Streetwear ist ein aus Subkulturen wie Skateboarding, Hip-Hop und Surfen entstandener, betont lässiger Modestil, der heute von der Straße bis zur Luxusmode reicht und stark über Marken, Community und limitierte Drops definiert ist.
Rubrik: Mode · Unterrubrik: Grundlagen & Begriffe · Niveau: Einsteiger Synonyme / Auch bekannt als: urbane Mode, Streetstyle, Casualwear (subkulturell)
Was ist Streetwear?
Streetwear bezeichnet einen casual geprägten Modestil, der aus urbanen Jugend- und Subkulturen hervorging. Charakteristisch sind Basics wie Hoodies, T-Shirts, Sneaker und Caps, kombiniert mit starker Markenidentität, Logos und einer auf Community und Knappheit ausgerichteten Verkaufslogik. Streetwear ist heute ein eigenständiges, einflussreiches Modesegment.
Erklärung
Streetwear entstand ab den späten 1970er und den 1980er Jahren an der Schnittstelle mehrerer Subkulturen: Skateboarding und Surfen an der US-Westküste, Hip-Hop an der Ostküste sowie später japanische Streetstyle-Szenen. Charakteristisch ist die Aneignung funktionaler, bequemer Kleidung (Hoodie, Sweatshirt, Sneaker, Workwear) und ihre Aufladung mit subkultureller Bedeutung. Streetwear ist damit ein Paradebeispiel für Trickle-up: Stile wanderten von der Straße in die etablierte Mode.
Ein zentrales Merkmal moderner Streetwear ist die Drop-Kultur: Marken bringen limitierte Mengen in unregelmäßigen Abständen heraus, was Knappheit, Hype und Wiederverkaufswert (Resale) erzeugt. Logos, Grafiken und Kollaborationen sind identitätsstiftend; die Community („Hypebeasts") und soziale Medien tragen den Hype. Seit den 2010er Jahren hat sich Streetwear endgültig mit der Luxusmode verbunden — durch Kollaborationen zwischen Streetwear-Labels und Luxushäusern und durch Designer, die Streetwear-Codes in die Haute Couture-nahe Welt holten.

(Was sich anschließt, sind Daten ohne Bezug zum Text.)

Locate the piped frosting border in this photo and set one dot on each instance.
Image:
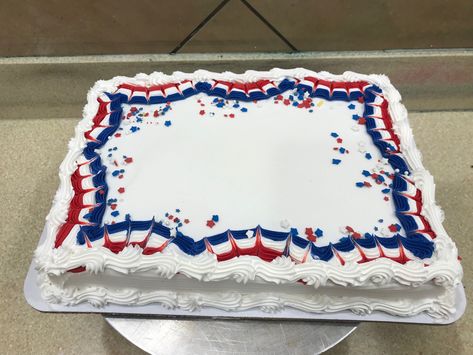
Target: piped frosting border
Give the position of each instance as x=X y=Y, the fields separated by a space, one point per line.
x=443 y=266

Streetwear ist damit zugleich Stil, Kultur und Geschäftsmodell. Sie zeigt exemplarisch, wie Mode aus Subkulturen schöpft, Identität und Zugehörigkeit ausdrückt und über Verknappung Wert erzeugt. Der Begriff bleibt unscharf — von authentischer Szene-Kleidung bis zu massentauglicher „Athleisure" reicht das Spektrum.
Beispiele
- Beispiel 1: Skate- und Surfmarken legten in den 1980ern den Grundstein der Streetwear.
- Beispiel 2: Hip-Hop-Kultur prägte Baggy-Jeans, Sneaker und Logo-Ästhetik.
- Beispiel 3: Limitierte Drops erzeugen Schlangen vor Stores und hohen Resale-Wert.
- Beispiel 4: Kollaborationen zwischen Streetwear-Labels und Luxushäusern verbinden die Welten.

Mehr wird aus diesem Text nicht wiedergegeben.